Quintessence of Dust
If I mention the name Bennu, do you have any idea what I’m talking about? A clue: Bennu is 4.5 billion years old and parts of it, contained in a capsule, streaked through the atmosphere in a fireball and landed on target in Utah’s western desert last Sunday, after a 1.2 billion mile journey to Earth.
Bennu is an asteroid, fragments of which were collected as part of a Nasa-run scientific mission called Osiris-Rex over the last seven years. So millions of hours of scientists’ time and millions of dollars have been expended in finding and retrieving some dust? That may sound like a colossal waste of time and money, but the exciting thing about the dust from Bennu is that it holds clues to how the solar system formed and how life on our planet began. So pretty important then!
I can’t even begin to imagine how the scientists involved in this project managed to send Osiris-Rex into space, find Bennu, take the samples then get it back to Earth safely. However, I’m pretty confident that doing this involved some pretty hard maths (or math, perhaps I should say).

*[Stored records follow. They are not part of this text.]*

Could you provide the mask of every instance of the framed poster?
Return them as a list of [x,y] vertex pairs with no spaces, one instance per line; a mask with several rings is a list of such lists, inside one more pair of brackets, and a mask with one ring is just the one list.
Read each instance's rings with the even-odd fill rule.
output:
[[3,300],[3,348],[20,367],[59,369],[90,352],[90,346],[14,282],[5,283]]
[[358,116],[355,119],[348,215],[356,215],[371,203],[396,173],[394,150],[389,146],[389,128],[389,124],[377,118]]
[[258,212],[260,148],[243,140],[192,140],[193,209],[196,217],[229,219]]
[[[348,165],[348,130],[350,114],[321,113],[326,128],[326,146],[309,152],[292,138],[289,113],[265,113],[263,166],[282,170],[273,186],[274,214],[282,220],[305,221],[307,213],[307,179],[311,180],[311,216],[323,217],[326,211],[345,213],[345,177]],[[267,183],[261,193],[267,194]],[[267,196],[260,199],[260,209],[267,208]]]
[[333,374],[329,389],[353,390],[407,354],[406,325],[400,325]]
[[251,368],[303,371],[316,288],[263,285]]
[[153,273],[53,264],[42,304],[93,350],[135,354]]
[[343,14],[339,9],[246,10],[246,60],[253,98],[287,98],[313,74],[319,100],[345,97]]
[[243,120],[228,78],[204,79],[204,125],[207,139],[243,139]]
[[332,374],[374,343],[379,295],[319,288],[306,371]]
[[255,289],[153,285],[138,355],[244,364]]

And after a brief celebration at their achievements in getting the fragments of Bennu back to Earth, now the hard work of analysing it begins. Some of the dust will be making its way to academic institutions in the UK, including the University of Manchester and the Natural History Museum.
Because I’m a headteacher, who has responsibility for the first stages of the life journeys of young people, whenever I read about projects like Osiris-Rex I always want to find out about the people involved and the academic journeys which led them to where they are now.
One of the scientists involved in the project is Dr Jason Dworkin, who is a scientist at Nasa. Interestingly, unlike many scientists in this field, Dr Dworkin didn’t study Maths or Physics at university, but Biochemistry, the study of the chemical processes of living organisms, although I suspect his maths is pretty strong. On the Nasa website there’s a really interesting question and answer with him.
When you were a child, what did you want to be when you grew up?
I wanted to be a scientist. I thought that being an astronaut on a rocket would be too loud, so I said I wanted to look at samples they brought back.
What sparked your interest in space and science?
I like knowing how things start. I've been interested in the origin of life since third grade. I liked dinosaurs as a kid, and was interested in where dinosaurs came from. The logical extreme of dinosaurs is the origin of life. In middle school I fell in love with chemistry and then how to apply it to study the origin of life.
Who inspired you?
My parents, my wife and daughter, my graduate advisor, and my high school biology teacher.
What is your favourite thing about the work you do?
I get to work with smart people to solve hard problems in new ways.
In the UK, two of the scientists involved in the project are Professor Sara Russell, who is a Researcher in Cosmic Mineralogy and Planetary Sciences at the Natural History Museum, and who studied at Cambridge University and the Open University, and Dr Sarah Crowther from the University of Manchester, who studied Chemistry at Oxford University, where she did research on the Electronic Spectrum of Selenium Dioxide.
Not that long ago all three of these eminent scientists were at school just like you are. At some point in their education they discovered a passion for science which then led them – with a lot of very hard work along the way – to where they are now. What is your passion? Maybe you haven’t discovered it yet, in which case you need to keep your options open and a broad mind, being open to lots of different academic disciplines and ideas. For me, that moment which changed everything happened not at school in fact, but in my university library when I read for the first time a two and half thousand line poem written in a strange dialect of English 650 years ago, which while not 4.5 billion years ago is pretty old for literature. There’s absolutely no reason why, with the opportunities available to you here, you couldn’t end up working for Nasa on cutting edge research, or in some similarly exciting field of work. I really hope that you will discover your academic passion while at school here; who knows where it might lead you!